In. short, the police, at the time of their warrantless seizure of the handgun, lacked specific, articulable grounds for believing that there was a foreseeable risk of the car’s or weapon’s removal before a search warrant could be obtained. That defendant’s car was parked in an area generally regarded as a “high crime spot,” when viewed in the context of the other facts, amounts to nothing more than support for a generalized fear that an unknown person may come along and take the evidence, which Coolidge strictly forbids. The police were thus bound to comply with the fourth amendment’s command that a warrant be secured prior to the seizure of defendant’s private property.

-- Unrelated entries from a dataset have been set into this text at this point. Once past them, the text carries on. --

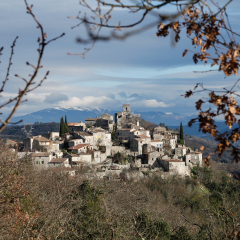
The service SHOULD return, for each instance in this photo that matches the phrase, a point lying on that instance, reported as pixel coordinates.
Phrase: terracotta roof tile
(58, 160)
(81, 145)
(41, 154)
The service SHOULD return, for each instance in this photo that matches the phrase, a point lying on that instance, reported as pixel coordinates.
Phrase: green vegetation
(181, 140)
(49, 204)
(15, 132)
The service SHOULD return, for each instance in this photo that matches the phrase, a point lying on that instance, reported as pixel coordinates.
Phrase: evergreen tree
(62, 127)
(66, 125)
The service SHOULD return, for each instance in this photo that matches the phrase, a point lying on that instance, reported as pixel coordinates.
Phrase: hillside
(16, 132)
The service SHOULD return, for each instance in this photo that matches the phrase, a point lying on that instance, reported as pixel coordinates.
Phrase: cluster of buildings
(94, 143)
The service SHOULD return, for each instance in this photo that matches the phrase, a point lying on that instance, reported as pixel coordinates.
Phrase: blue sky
(146, 71)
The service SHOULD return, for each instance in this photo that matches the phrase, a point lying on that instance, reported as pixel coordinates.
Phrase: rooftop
(41, 139)
(58, 160)
(74, 124)
(143, 136)
(83, 133)
(91, 119)
(81, 145)
(41, 154)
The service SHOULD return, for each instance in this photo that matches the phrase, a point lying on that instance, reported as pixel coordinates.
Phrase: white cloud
(152, 103)
(90, 101)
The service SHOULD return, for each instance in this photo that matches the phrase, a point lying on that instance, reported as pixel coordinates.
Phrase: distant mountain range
(80, 114)
(172, 120)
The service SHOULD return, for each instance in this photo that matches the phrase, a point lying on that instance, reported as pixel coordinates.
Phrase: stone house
(52, 136)
(79, 148)
(107, 116)
(59, 162)
(76, 127)
(90, 121)
(174, 166)
(96, 157)
(87, 137)
(39, 143)
(193, 159)
(100, 137)
(151, 158)
(180, 151)
(74, 142)
(82, 159)
(158, 144)
(124, 133)
(126, 117)
(41, 159)
(136, 144)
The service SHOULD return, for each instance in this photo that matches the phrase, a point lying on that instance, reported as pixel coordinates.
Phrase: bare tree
(31, 83)
(207, 26)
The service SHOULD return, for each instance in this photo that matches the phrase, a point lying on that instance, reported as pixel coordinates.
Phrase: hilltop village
(113, 148)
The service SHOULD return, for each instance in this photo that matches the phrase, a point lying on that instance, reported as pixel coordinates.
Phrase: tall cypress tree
(62, 127)
(66, 125)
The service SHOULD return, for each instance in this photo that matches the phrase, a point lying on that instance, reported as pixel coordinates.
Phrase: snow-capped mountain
(76, 114)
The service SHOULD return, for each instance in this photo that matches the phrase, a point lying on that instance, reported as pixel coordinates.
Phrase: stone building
(193, 159)
(126, 117)
(76, 127)
(41, 159)
(174, 166)
(79, 148)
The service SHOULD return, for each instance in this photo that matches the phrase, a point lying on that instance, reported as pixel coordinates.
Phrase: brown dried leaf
(185, 52)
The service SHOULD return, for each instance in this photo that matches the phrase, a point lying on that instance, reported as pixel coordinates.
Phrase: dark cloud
(55, 97)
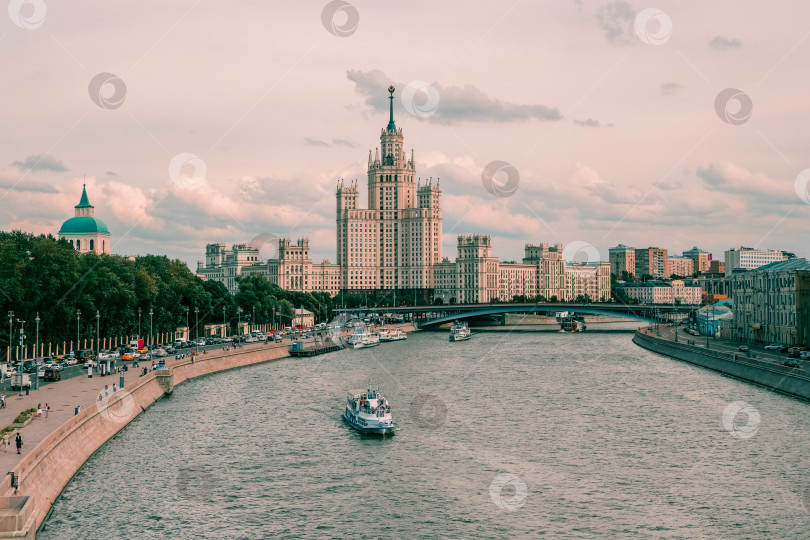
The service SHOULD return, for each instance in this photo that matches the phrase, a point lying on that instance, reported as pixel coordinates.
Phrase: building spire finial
(391, 125)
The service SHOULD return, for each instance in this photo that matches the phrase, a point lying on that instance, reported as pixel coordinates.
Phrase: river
(505, 435)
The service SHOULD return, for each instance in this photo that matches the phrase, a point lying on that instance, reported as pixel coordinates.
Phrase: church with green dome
(85, 232)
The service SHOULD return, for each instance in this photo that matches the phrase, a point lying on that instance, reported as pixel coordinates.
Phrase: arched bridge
(433, 316)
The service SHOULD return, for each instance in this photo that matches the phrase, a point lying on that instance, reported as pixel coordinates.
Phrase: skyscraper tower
(394, 243)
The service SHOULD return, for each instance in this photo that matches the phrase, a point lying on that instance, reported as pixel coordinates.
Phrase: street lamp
(36, 354)
(10, 334)
(151, 340)
(22, 347)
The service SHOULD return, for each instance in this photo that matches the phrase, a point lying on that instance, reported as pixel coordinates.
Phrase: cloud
(590, 122)
(40, 162)
(343, 142)
(310, 141)
(456, 104)
(670, 88)
(11, 181)
(733, 179)
(314, 142)
(616, 19)
(722, 42)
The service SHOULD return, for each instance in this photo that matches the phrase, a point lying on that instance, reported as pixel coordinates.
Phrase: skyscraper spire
(391, 125)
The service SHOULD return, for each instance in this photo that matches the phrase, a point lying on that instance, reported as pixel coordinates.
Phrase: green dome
(83, 225)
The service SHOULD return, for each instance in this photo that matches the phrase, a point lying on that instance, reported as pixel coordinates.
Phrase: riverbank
(760, 371)
(47, 465)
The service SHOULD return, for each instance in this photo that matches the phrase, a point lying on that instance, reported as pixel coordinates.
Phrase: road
(726, 346)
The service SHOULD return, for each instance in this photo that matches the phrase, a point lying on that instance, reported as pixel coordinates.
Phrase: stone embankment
(780, 378)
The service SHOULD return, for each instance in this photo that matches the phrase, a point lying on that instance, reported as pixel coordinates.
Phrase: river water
(505, 435)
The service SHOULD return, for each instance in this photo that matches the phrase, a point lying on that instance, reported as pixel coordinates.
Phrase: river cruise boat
(460, 331)
(361, 338)
(368, 411)
(392, 335)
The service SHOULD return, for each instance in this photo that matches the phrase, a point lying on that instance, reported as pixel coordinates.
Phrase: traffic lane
(731, 347)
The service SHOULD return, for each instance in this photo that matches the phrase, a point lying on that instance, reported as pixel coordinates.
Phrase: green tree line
(40, 275)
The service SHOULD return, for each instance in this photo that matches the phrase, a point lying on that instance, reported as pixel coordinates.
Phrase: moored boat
(393, 335)
(368, 411)
(361, 338)
(460, 331)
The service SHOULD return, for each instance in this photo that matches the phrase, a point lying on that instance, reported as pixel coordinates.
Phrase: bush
(23, 416)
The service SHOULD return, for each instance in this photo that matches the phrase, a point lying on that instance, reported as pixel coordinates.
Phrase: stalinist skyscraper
(394, 243)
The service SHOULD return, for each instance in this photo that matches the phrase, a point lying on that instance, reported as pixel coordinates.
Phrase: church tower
(84, 231)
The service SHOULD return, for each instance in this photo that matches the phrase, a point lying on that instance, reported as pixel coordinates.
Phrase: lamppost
(36, 355)
(22, 348)
(98, 333)
(151, 340)
(10, 334)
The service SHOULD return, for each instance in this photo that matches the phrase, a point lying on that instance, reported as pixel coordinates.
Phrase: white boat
(362, 339)
(460, 331)
(368, 411)
(393, 335)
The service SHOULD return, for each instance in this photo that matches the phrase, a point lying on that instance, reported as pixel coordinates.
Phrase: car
(51, 374)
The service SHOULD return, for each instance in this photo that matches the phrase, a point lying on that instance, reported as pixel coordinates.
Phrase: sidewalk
(63, 397)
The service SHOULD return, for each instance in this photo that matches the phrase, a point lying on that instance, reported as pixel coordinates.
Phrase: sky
(668, 124)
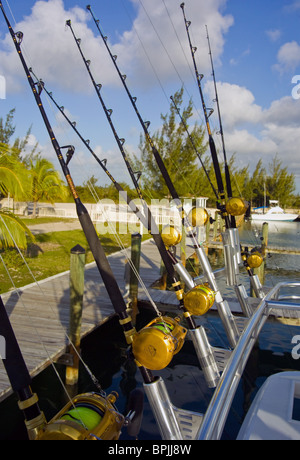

The fact that defendant’s arrest occurred in the early morning hours, making it inconvenient to secure a warrant,, carries little weight in this jurisdiction as a reason to by-pass the fourth amendment. See State v. Texeira, 62 Haw. 44, 51, 609 P.2d 131, 136 (1980).
The. court of appeals in United States v. Cohn, supra, upheld a warrantless search of an automobile as reasonable under the exigent circumstances exception, on the grounds that (1) the car had been seen at the home of a known drug trafficker, and was subject to being moved again without warning; (2) part of a brick of marijuana was protruding from the car’s front seat; and (3) a very strong odor of marijuana was coming out of a half-opened window on the passenger’s side of the car.
In Coolidge v. New Hampshire, supra, the Supreme Court held the automobile exception to be “simply irrelevant” to the facts before it, emphasizing (1) the suspect in the case knew beforehand that he was under investigation for a crime and had ample opportunity to destroy evidence; (2) during the arrest, the suspect had no access to the automobile; (3) the vehicle was not parked in such a place or manner as to attract undue attention; (4) the search did not involve contraband, stolen goods or weapons; and (5) there were no known confederates likely to remove the evidence. The Connolly court relied on these factors to set the parameters of the exigent circumstances exception as it would apply to the facts therein, noting that the crucial distinction in its case was the presence of confederates who would have had reason to search for and remove defendant’s automobile.